Principle:Nautechsystems Nautilus trader External Data Loading
| Field | Value |
|---|---|
| Sources | GitHub Repository, NautilusTrader Documentation |
| Domains | Market Data Ingestion, Data Formats, ETL Pipelines |
| Last Updated | 2026-02-10 12:00 GMT |
Overview
External data loading is the process of ingesting market data from third-party providers and proprietary file formats into a normalized, typed object model suitable for backtesting, analysis, and live trading.
Description
Financial market data originates from a variety of vendors, exchanges, and data providers, each with their own proprietary file formats, encoding schemes, and schema conventions. Before this data can be used in a trading system, it must be decoded, validated, mapped to a canonical type system, and optionally converted between internal representations. External data loading addresses this translation layer.
The key challenges that external data loading solves include:
- Format heterogeneity -- Vendors deliver data in binary formats (e.g., Databento's DBN encoding), CSV files (e.g., Tardis), proprietary APIs, or database dumps. Each requires a dedicated parser.
- Schema mapping -- Raw vendor schemas (MBO, MBP-1, MBP-10, TRADES, OHLCV, DEFINITION, etc.) must be mapped to the system's canonical data types (OrderBookDelta, QuoteTick, TradeTick, Bar, Instrument, etc.).
- Symbology translation -- Vendor-specific instrument identifiers must be mapped to the system's internal InstrumentId format (symbol + venue).
- Precision handling -- Price and size precision must be correctly inferred or specified to avoid floating-point artifacts.
- Performance -- Loading large historical datasets (millions of rows) requires efficient deserialization, ideally leveraging compiled code paths (Rust/Cython) rather than pure Python.
Usage
External data loading is used in the following contexts:
- Historical data preparation -- Converting vendor-supplied data files into typed objects before writing them to a data catalog.

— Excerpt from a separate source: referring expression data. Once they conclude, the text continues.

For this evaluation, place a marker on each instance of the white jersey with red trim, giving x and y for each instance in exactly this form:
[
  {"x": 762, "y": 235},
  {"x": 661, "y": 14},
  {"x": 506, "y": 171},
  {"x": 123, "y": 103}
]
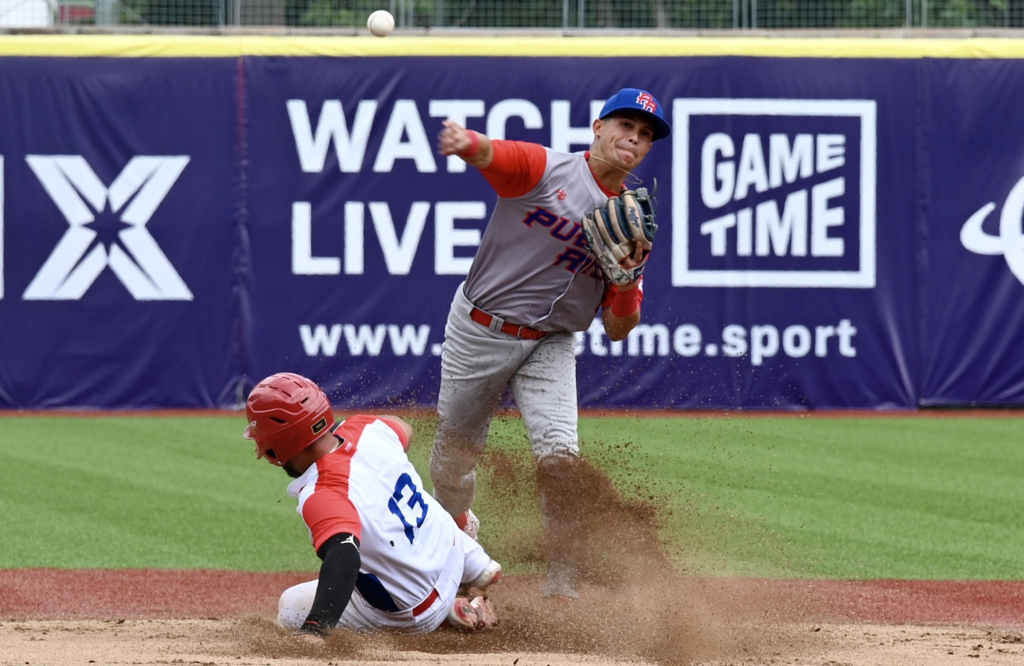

- Backtesting pipelines -- Loading data files directly for immediate consumption by a backtest engine.
- Data validation -- Inspecting loaded data objects to verify correctness of symbology, precision, and timestamp ordering.
- Multi-vendor workflows -- Combining data from multiple providers (e.g., Databento for US equities, Tardis for crypto) into a unified catalog.
Theoretical Basis
Data Loading Pipeline
The general architecture for external data loading follows a staged pipeline:
Stage 1: File Discovery
- Locate data files on disk or remote storage
- Determine file format (DBN, CSV, JSON, etc.)
Stage 2: Schema Detection
- Inspect file headers or metadata to determine the data schema
- Map vendor schema to canonical data type(s)
Stage 3: Deserialization
- Decode binary/text records into structured objects
- Apply precision settings for price and size fields
- Map vendor instrument symbols to internal InstrumentIds
Stage 4: Type Conversion (optional)
- Convert between internal representations (e.g., Rust pyo3 objects to Cython objects)
- Merge related data streams (e.g., MBP-1 produces both QuoteTick and optional TradeTick)
Stage 5: Output
- Return a list of typed Data objects ready for catalog ingestion or direct use
Schema-to-Type Mapping
A core component of external data loading is the mapping table from vendor schemas to internal types:
Vendor Schema -> Internal Type(s)
-----------------------------------------------
MBO -> OrderBookDelta
MBP_1 / TBBO -> QuoteTick (+ optional TradeTick)
MBP_10 -> OrderBookDepth10
BBO_1S / BBO_1M -> QuoteTick
TRADES -> TradeTick
OHLCV_1S/1M/1H/1D -> Bar
DEFINITION -> Instrument (subtype varies)
STATUS -> InstrumentStatus
IMBALANCE -> vendor-specific type
STATISTICS -> vendor-specific type
Precision and Symbology
function load_data(path, instrument_id=None, price_precision=None):
schema = detect_schema(path)
records = decode_file(path, schema)
for record in records:
if instrument_id is not None:
record.instrument_id = instrument_id # Override symbology
if price_precision is not None:
record.apply_precision(price_precision) # Override precision
return records
When an explicit instrument_id is provided, it overrides the vendor symbology for all records in the file. This is an optimization for single-instrument files where the identity is definitively known.
CSV vs. Binary Format Trade-offs
| Property | CSV (e.g., Tardis) | Binary (e.g., Databento DBN) |
|---|---|---|
| Parse speed | Slower (text parsing) | Faster (direct memory mapping) |
| File size | Larger | Smaller (compressed binary) |
| Schema flexibility | Column headers define schema | Embedded metadata header |
| Precision | Inferred from string representation | Fixed by encoding spec |
| Streaming | Line-by-line | Chunk-by-chunk |